First time this has happened. Belgian Pale Ale in the fermenter 17 days - checked gravity at 1.0085. (I use a narrow range bottling hydrometer, read it to a tenth of a gravity point, and correct for temperature.) Beer was crystal clear. Then today, at 21 days, it should be ready for bottling. Gravity is 1.0087 - within accuracy limit. But now the beer is hazy. It tastes good. The yeast is BE-256 at one packet in 5 gallons of 1.054 SG wort. Active fermentation was at 69F followed by warming up to 76F for the remaining time. I can see three possible explanations:
Some of the matter floating on the surface made the sample hazy. But it really didn’t look like much floating - pretty much the same as usual.
Fermentation restarted but hasn’t progressed to the point of lowering the gravity. This really doesn’t seem reasonable either. I think gravity would have dropped by the time the beer got hazy. Also, it is already at 83.8% apparent attenuation - it shouldn’t be restarting.
An infection is starting. I don’t have much experience with infections, but it seems like this would also lower the gravity?
So to be on the safe side, I postponed bottling and will check again in a few days. But I’m stumped as to why it got hazy but the gravity didn’t drop. Does anybody have any ideas about this?
I assume you’re basing your conclusion that fermentation has restarted on airlock activity and haze formation. Bubbles aren’t necessarily an indication of fermentation. If the gravity is stable, it’s likely just off gassing. Not familiar with BE-256 but some yeasts will go back into suspension with the slightest bit of activity in the fermenter or temperature change. A few more days and another gravity check should tell the story.
There hasn’t been any airlock activity for many days now - I’m just concerned about it being very clear on the early gravity sample, but the next sample being hazy, four days later. I didn’t know there were some strains that are known to go back into suspension. That’s very good to know - thanks. What do you mean by “activity in the fermenter” - moving the fermenter, or fermentation? Temperature has been very stable for the last two weeks - from 76 to 77.
An update: I waited 15 days after the second gravity check and took another sample. Gravity was stable, and I bottled - waited three weeks and chilled. For pouring, I left the beer out for 20 minutes to warm up a little - that’s my usual procedure. It was overcarbonated - gushed a little and stirred up some sediment from the bottom. For the rest, I didn’t let it warm up. Keeping it cold kept it under control - no foaming in the bottle, although they were still all overcarb’d. I then checked the gravity of a conditioned beer and found that gravity had dropped by 0.003 since bottling. I decided there is an infection.

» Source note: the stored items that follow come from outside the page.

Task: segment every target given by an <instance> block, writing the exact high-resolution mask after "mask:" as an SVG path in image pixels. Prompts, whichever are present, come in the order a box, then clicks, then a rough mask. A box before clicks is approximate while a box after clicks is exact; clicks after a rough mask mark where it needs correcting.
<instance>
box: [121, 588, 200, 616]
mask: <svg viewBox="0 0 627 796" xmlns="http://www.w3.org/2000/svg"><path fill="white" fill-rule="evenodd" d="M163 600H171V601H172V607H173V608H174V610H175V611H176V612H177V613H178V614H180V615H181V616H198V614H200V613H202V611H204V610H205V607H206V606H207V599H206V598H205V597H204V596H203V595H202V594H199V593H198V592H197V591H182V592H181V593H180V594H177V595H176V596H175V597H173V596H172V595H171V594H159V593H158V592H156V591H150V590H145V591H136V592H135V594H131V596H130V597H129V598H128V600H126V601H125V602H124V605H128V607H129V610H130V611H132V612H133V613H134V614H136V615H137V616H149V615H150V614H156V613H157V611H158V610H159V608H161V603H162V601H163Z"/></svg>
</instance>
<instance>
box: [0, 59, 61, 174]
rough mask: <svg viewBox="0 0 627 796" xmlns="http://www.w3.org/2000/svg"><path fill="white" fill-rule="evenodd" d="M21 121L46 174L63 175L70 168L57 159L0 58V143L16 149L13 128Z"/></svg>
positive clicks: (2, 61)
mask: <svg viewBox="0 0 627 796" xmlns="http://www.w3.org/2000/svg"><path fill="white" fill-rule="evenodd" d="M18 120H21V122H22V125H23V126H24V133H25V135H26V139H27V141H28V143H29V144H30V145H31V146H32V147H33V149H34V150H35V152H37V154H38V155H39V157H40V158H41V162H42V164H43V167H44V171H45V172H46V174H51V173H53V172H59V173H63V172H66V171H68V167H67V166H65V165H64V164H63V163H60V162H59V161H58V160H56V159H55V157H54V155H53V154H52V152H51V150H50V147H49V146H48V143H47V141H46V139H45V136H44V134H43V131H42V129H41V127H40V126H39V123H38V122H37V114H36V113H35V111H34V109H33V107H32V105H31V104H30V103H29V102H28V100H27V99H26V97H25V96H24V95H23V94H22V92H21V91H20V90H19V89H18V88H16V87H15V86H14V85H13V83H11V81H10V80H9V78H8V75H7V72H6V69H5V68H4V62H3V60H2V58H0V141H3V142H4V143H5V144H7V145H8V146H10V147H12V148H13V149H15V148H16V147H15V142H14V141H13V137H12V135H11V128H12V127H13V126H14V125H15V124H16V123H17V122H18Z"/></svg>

Well, the overcarb’d batch was made with Williams Brewing LME. And I later found that another container of their LME (this time it was Nut Brown) had fermented in the package - the pouch was totally swelled up. I emailed Williams and they refunded for the bad LME. Then I asked about reordering, since I didn’t want another contamination issue. I got this response:
“I spoke to Bill and we do not know when or if we might get more Nut Brown. We do have quite a bit until we run out. Not all of it has been bagged. We’ve only had a couple that started to ferment in the bag. The other sizes seem to be fine. We do believe it may have had to do with the hot weather. It is refrigerated here and we are now going to put a sticker on the bags in warm weather to refrigerate on arrival.”
So I feel like my overcarb’d beer might have suffered from the same problem. Probably contaminated LME - and as it turns out, I added some of the extract after flameout and forgot to let it steep for the usual 10 minutes. The combination probably caused the infection. And I don’t believe that putting a sticker on the bags is an appropriate solution to the issue.